Writing internationalised softwareBy John-Mark Bell. Published: 13th Apr 2005, 11:57:01 | Permalink | Printable
John-Mark Bell dives into the nitty-gritty of Unicode and writing RISC OS software for users worldwideMuch has been said in the past few years about internationalisation under RISC OS. Theo Markettos outlined many of the issues that developers should consider when developing their applications. Recently, there has also been some discussion of Japanese support in the OS. As yet, no-one has actually nailed down what RISC OS 5 actually offers in this area. This article attempts to address this and offers some handy resources for software developers to use.

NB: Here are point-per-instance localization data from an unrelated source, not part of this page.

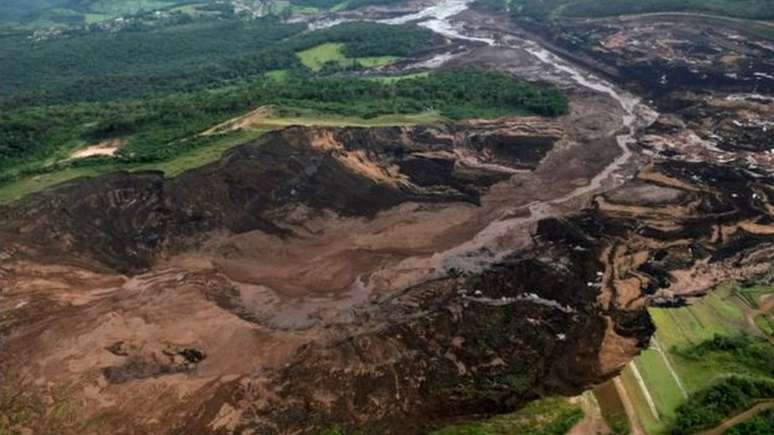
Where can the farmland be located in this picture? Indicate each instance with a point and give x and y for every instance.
(695, 348)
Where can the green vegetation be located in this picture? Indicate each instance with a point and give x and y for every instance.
(761, 424)
(316, 57)
(320, 56)
(696, 348)
(101, 66)
(541, 9)
(723, 399)
(36, 143)
(765, 323)
(64, 12)
(550, 416)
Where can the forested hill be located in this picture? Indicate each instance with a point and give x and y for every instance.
(204, 53)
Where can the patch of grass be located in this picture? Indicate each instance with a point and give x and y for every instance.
(550, 416)
(393, 79)
(660, 383)
(316, 57)
(26, 185)
(729, 396)
(705, 343)
(278, 75)
(376, 61)
(765, 323)
(753, 294)
(649, 422)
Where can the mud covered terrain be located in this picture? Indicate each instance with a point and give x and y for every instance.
(387, 279)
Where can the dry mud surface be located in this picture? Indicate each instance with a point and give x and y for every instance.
(386, 279)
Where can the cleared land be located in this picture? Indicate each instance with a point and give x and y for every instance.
(549, 416)
(680, 362)
(317, 57)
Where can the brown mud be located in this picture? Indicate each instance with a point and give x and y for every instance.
(385, 279)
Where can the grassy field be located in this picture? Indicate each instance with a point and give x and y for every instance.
(680, 363)
(202, 155)
(549, 416)
(316, 57)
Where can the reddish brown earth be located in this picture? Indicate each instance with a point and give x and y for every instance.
(385, 279)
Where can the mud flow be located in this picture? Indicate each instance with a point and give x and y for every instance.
(391, 279)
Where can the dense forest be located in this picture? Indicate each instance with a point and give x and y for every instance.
(160, 127)
(101, 66)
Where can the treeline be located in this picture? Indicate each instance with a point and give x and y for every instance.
(364, 39)
(203, 54)
(156, 127)
(726, 398)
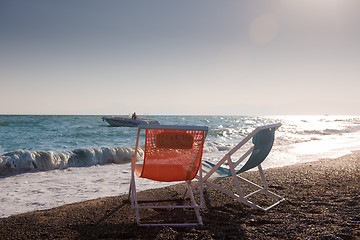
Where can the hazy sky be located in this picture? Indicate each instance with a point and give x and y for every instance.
(250, 57)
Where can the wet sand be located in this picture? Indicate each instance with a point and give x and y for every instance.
(322, 202)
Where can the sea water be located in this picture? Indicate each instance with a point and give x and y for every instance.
(47, 161)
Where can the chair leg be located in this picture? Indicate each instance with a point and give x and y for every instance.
(193, 203)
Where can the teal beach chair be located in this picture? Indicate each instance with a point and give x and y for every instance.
(262, 139)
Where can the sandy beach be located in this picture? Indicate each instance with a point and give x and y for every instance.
(322, 202)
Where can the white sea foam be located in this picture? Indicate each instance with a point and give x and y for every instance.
(21, 161)
(44, 179)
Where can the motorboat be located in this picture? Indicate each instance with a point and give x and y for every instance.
(128, 122)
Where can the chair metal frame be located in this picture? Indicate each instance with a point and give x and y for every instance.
(188, 189)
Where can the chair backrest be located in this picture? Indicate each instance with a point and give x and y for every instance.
(172, 154)
(263, 142)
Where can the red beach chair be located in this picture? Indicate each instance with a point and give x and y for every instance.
(171, 153)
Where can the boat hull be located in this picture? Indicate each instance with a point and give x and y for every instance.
(128, 122)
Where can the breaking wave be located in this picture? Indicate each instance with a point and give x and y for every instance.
(21, 161)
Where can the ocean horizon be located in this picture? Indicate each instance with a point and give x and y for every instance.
(51, 160)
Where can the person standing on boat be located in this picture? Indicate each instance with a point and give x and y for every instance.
(134, 116)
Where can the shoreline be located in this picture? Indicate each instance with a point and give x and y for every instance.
(321, 201)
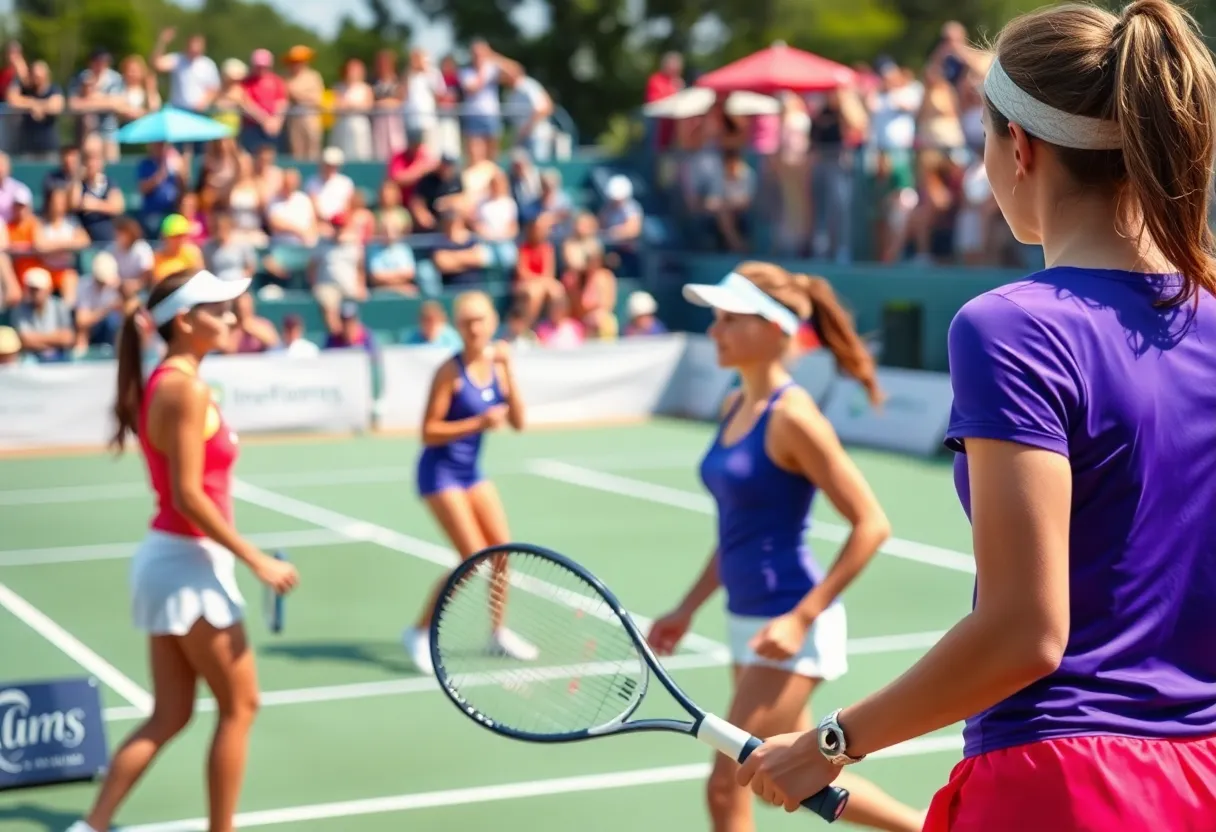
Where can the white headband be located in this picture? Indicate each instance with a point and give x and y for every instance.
(203, 287)
(1046, 122)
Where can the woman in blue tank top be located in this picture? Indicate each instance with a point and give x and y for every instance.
(472, 392)
(772, 450)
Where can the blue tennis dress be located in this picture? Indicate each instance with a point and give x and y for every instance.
(765, 566)
(457, 464)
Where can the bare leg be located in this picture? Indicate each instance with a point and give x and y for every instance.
(173, 684)
(224, 659)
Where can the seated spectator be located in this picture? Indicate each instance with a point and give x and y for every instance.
(252, 332)
(162, 180)
(620, 223)
(294, 343)
(225, 254)
(558, 329)
(642, 320)
(58, 241)
(496, 219)
(730, 202)
(96, 200)
(459, 257)
(43, 321)
(437, 192)
(392, 265)
(433, 329)
(176, 253)
(99, 310)
(350, 331)
(291, 214)
(133, 254)
(535, 271)
(10, 347)
(331, 190)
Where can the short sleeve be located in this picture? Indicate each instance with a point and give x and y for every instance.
(1012, 377)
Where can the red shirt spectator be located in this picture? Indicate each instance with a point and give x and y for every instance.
(409, 166)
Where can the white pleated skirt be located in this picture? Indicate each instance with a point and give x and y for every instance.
(825, 653)
(175, 580)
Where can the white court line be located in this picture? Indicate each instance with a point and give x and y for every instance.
(67, 642)
(671, 774)
(54, 494)
(702, 504)
(720, 658)
(362, 530)
(120, 551)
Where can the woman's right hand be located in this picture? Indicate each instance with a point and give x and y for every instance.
(279, 575)
(665, 633)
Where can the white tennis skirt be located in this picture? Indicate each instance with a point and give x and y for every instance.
(175, 580)
(823, 655)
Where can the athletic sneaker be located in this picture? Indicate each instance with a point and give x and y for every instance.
(508, 642)
(417, 646)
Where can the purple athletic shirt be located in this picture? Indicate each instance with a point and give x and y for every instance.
(1080, 363)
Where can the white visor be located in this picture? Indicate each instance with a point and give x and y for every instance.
(739, 296)
(203, 287)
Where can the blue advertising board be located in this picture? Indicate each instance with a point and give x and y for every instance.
(51, 732)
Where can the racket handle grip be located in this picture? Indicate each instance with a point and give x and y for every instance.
(828, 803)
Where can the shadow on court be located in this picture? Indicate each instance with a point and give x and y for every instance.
(29, 813)
(387, 655)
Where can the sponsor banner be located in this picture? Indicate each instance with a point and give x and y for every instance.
(56, 404)
(51, 732)
(330, 392)
(912, 420)
(596, 381)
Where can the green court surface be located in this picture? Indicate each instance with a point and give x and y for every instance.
(349, 738)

Internationalisation can be broken down into three main areas:
- The display of international text
- Processing of international text
- Entering international text
Display of International Text
This is handled, in the main, by the UCS Font Manager, which supports text encoded in a number of encodings. For our purposes, the Unicode family of encodings are the significant advance over and above what was present in previous versions of the OS. It is now possible to give the Font Manager UTF-8/16/32 encoded text and have it rendered correctly.
The advantages of Unicode have been explained before in Theo's in-depth article. Put simply, it defines a single representation of all the characters you may ever wish to make use of, plus a huge amount of room for expansion. The disadvantage of this is that a character is no longer guaranteed to be 1 byte long - depending upon the representation used, it could be anything up to 6 bytes in length, although typically it's between 1 and 4 bytes. Historically, the large majority of software available has assumed that characters are always 1 byte each.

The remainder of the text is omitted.